Transparency in interest rate distribution could bring down consumer costs
Right now, consumers can use the CFPB’s interest rate tool to determine whether they are getting a good deal on interest rates and how much they could save per month by going to a cheaper lender (though the tool does not include nondepository mortgage lenders, which compose 83 percent of agency mortgages as of May 2024).

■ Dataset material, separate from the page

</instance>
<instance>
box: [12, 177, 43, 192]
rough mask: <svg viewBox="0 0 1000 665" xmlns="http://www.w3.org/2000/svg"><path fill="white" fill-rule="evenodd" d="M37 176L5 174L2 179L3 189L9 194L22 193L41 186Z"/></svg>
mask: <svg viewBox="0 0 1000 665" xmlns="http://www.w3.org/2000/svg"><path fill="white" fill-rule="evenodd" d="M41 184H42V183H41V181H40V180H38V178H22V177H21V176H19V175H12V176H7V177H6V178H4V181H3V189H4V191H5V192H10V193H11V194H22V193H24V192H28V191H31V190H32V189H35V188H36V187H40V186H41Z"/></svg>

But many consumers don’t know about this tool, and most don’t even know that a tool like this could exist since they believe rates are the same across lenders. Rather than leaving it to consumers to find it and to learn there is price dispersion, the government-sponsored enterprises, the FHA, and the CFPB could require each lender to make sure borrowers receive a rate dispersion disclosure, clearly stating how much lower the monthly mortgage bill could be if the consumer chose a more competitive lender. The CFPB could adapt its rate dispersion tool for this purpose by adding the tool’s output to the TILA-RESPA integrated disclosures, expanding it to include nondepository lenders and updating it daily.
Further, Fannie Mae, Freddie Mac, the FHA, and the US Department of Veterans Affairs already have this information on a lender-by-lender basis. They could encourage lenders whose pricing behavior is consistently out of line to reconsider their offerings.
Saving $100 in monthly costs is not insignificant for many Americans. Equipping borrowers with more information about their options could improve their financial standing and make homeownership more attainable.